Finalist EPFL doctorate Award 2015 – Cristian Zamfir
© 2015 EPFL
Special distinction from the selection committee to Cristian Zamfir for his thesis "Execution Synthesis: A Technique for Automating the Debugging of Software". Thesis n° 5914 (2013). Thesis director: Prof. G. Candea
Debugging real systems is hard, requires deep knowledge of the target code, and is time-consuming. Bug reports rarely provide sufficient information for debugging, thus forcing developers to turn into detectives searching for an explanation of how the program could have arrived at the reported failure state.
This thesis introduces execution synthesis, a technique for automating this detective work: given a program and a bug report, execution synthesis automatically produces an execution of the program that leads to the reported bug symptoms. Using a combination of static analysis and symbolic execution, the technique “synthesizes” a thread schedule and various required program inputs that cause the bug to manifest. The synthesized execution can be played back deterministically in a regular debugger, like gdb.

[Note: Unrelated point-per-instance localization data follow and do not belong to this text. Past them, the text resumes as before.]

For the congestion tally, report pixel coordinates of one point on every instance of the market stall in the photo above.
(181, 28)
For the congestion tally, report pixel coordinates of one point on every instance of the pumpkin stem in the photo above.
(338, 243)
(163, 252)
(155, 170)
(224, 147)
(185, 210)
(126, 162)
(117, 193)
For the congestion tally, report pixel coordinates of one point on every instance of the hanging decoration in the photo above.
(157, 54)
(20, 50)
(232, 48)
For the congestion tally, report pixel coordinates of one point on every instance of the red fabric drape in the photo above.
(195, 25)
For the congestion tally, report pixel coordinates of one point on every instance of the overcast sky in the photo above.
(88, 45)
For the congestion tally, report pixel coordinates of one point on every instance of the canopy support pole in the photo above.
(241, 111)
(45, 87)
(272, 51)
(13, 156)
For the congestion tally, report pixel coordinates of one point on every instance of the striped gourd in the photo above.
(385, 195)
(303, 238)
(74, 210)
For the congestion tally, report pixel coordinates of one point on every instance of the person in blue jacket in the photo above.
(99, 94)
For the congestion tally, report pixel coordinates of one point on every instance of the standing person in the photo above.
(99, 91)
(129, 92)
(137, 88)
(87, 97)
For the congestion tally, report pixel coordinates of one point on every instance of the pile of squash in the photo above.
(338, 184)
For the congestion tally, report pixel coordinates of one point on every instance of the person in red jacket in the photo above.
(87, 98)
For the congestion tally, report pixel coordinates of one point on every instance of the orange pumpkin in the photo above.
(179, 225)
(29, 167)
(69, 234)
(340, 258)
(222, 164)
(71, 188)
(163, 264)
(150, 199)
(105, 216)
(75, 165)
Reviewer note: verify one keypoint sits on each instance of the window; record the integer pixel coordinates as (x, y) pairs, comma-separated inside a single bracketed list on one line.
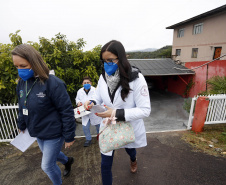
[(198, 28), (180, 33), (178, 52), (217, 52), (194, 53)]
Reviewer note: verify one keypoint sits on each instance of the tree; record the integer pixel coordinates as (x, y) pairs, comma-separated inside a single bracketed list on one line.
[(66, 58)]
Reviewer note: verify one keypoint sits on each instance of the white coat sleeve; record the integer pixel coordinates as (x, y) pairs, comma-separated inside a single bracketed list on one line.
[(97, 96), (141, 99)]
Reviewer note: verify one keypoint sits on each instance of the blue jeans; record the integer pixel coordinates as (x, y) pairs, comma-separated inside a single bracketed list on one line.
[(106, 165), (50, 154), (86, 130)]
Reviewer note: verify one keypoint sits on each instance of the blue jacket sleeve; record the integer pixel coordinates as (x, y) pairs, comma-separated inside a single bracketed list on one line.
[(62, 102), (20, 121)]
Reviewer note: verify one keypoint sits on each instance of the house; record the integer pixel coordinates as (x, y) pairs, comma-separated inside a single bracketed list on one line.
[(164, 74), (197, 44)]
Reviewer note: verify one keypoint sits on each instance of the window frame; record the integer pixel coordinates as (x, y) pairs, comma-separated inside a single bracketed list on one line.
[(194, 54), (176, 53), (180, 33), (197, 28)]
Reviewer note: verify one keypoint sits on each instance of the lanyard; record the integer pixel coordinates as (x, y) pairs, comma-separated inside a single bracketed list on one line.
[(27, 93)]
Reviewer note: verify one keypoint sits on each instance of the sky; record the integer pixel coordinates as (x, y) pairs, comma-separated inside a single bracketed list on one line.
[(137, 24)]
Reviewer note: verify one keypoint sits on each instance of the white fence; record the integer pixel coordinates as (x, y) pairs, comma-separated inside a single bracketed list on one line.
[(8, 122), (216, 112)]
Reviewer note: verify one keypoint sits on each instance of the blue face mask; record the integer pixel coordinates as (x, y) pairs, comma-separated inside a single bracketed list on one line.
[(110, 69), (25, 74), (87, 86)]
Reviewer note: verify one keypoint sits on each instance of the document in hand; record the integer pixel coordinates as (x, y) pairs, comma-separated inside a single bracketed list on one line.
[(80, 111), (97, 109), (23, 140)]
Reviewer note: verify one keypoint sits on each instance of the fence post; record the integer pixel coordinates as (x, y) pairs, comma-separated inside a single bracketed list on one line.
[(200, 114)]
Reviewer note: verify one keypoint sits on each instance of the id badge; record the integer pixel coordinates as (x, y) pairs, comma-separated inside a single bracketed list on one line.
[(25, 111)]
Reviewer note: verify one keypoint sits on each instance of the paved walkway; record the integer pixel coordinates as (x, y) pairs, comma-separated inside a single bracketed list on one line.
[(167, 160)]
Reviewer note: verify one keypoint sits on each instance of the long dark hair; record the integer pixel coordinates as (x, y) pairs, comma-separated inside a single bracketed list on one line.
[(124, 66)]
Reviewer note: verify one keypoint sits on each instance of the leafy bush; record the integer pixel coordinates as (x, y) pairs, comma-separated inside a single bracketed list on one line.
[(66, 58)]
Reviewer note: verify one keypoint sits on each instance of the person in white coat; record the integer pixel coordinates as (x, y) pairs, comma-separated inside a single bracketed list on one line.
[(123, 88), (85, 93)]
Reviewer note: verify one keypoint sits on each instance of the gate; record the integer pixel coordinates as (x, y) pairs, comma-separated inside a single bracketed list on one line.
[(216, 112), (8, 122)]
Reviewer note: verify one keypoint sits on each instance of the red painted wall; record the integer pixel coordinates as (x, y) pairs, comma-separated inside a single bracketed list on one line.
[(216, 68), (177, 84)]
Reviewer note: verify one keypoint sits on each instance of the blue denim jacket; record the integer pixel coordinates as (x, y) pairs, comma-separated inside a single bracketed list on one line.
[(50, 112)]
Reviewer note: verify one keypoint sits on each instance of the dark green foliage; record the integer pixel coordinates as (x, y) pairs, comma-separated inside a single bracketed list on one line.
[(68, 60), (164, 52)]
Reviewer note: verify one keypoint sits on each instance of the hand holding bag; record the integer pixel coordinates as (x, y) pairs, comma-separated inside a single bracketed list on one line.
[(115, 134)]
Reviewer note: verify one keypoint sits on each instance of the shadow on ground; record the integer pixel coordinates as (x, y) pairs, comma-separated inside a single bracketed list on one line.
[(166, 160)]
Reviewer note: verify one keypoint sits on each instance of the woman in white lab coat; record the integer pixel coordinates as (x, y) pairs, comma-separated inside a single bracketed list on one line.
[(123, 88), (87, 92)]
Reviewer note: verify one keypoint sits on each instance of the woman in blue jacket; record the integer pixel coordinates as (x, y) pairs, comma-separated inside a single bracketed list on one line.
[(45, 110)]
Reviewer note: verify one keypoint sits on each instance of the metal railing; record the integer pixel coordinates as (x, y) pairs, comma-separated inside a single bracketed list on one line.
[(8, 122), (216, 112)]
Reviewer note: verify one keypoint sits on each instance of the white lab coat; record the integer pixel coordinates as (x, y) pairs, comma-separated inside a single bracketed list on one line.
[(137, 106), (83, 97)]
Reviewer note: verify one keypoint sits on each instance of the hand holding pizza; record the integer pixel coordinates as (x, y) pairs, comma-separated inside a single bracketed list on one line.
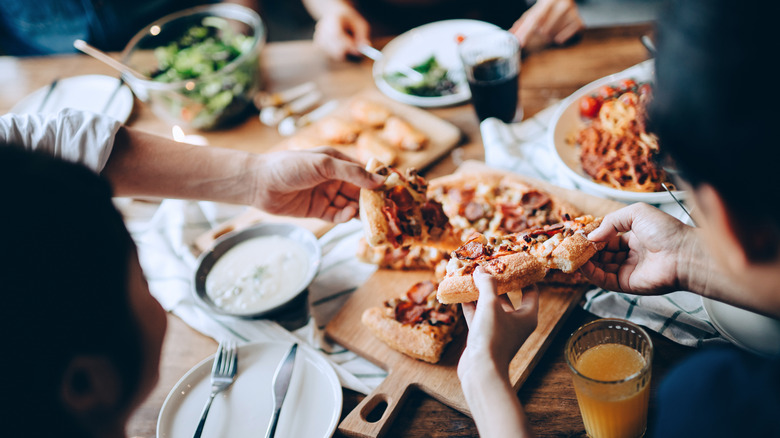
[(645, 253), (496, 329), (321, 183), (496, 332)]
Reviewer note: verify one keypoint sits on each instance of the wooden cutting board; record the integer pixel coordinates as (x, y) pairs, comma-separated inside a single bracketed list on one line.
[(443, 137), (440, 381)]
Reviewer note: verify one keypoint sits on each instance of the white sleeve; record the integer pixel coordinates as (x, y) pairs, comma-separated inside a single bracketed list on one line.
[(72, 135)]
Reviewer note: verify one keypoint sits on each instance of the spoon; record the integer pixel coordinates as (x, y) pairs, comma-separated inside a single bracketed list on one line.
[(376, 55), (107, 59)]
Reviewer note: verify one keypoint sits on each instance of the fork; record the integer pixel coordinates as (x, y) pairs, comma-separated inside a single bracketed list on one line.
[(223, 372)]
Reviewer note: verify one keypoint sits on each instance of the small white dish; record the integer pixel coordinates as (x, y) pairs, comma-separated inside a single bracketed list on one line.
[(415, 46), (750, 331), (312, 406), (87, 93), (567, 120), (268, 303)]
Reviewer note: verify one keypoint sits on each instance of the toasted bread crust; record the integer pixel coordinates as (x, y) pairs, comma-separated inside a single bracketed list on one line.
[(375, 226), (422, 341), (512, 272), (575, 250)]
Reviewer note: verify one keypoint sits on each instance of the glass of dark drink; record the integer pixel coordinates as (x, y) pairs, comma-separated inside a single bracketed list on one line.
[(491, 62)]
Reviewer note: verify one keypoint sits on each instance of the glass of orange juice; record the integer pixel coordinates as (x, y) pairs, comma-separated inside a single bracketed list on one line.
[(610, 360)]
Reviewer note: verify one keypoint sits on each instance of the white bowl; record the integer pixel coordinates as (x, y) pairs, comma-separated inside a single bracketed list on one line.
[(567, 120), (270, 304), (417, 45)]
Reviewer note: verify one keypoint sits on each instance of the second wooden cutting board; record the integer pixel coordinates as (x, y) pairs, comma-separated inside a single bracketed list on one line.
[(440, 381)]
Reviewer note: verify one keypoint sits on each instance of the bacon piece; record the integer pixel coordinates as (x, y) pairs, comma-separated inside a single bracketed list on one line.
[(472, 249), (514, 220), (441, 317), (549, 230), (408, 312), (419, 293), (401, 197), (534, 200), (474, 211), (433, 214)]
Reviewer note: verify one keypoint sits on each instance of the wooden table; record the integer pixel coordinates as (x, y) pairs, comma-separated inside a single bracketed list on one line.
[(546, 77)]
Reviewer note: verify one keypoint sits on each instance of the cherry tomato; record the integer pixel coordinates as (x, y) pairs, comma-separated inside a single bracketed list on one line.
[(627, 84), (607, 91), (590, 106)]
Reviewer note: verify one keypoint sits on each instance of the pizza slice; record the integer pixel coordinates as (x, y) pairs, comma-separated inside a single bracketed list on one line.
[(399, 213), (415, 323), (409, 257), (495, 204), (519, 260)]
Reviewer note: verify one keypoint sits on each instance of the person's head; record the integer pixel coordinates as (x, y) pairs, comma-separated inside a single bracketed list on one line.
[(716, 113), (83, 335)]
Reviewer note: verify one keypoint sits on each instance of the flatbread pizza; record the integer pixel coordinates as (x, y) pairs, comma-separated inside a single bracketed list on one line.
[(519, 260), (415, 323)]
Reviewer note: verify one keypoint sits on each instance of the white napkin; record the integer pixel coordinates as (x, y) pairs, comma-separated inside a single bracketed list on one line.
[(164, 235)]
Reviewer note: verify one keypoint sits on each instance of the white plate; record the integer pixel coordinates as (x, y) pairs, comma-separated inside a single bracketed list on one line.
[(750, 331), (416, 45), (311, 408), (88, 93), (567, 120)]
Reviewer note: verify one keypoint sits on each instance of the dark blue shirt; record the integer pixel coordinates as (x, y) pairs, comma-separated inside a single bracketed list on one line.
[(720, 392), (45, 27)]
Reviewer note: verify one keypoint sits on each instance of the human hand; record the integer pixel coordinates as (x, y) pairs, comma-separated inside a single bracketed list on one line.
[(321, 183), (496, 329), (546, 22), (340, 31), (647, 258)]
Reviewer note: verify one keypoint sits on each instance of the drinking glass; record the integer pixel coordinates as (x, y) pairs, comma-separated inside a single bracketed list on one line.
[(491, 61), (610, 360)]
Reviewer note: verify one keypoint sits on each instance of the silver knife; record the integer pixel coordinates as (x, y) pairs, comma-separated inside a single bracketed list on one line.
[(281, 384)]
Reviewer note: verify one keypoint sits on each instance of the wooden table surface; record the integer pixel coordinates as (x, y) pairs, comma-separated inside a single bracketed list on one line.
[(546, 77)]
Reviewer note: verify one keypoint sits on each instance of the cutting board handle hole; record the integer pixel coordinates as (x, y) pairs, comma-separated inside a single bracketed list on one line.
[(374, 410)]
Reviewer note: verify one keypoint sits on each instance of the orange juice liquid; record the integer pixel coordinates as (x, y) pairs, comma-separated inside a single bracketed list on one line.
[(612, 410)]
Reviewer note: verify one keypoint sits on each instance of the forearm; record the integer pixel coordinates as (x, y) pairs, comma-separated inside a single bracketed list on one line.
[(142, 164), (318, 8), (493, 403)]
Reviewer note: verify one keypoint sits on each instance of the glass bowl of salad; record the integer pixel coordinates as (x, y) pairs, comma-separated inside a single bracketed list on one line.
[(201, 65)]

Execution synthesis requires no runtime recording, and no program or hardware modifications, thus incurring no runtime overhead. This makes it practical for use in production systems. This thesis includes a theoretical analysis of execution synthesis as well as empirical evidence that execution synthesis is successful in starting from mere bug reports and reproducing on its own concurrency and memory safety bugs in real systems, taking on the order of minutes.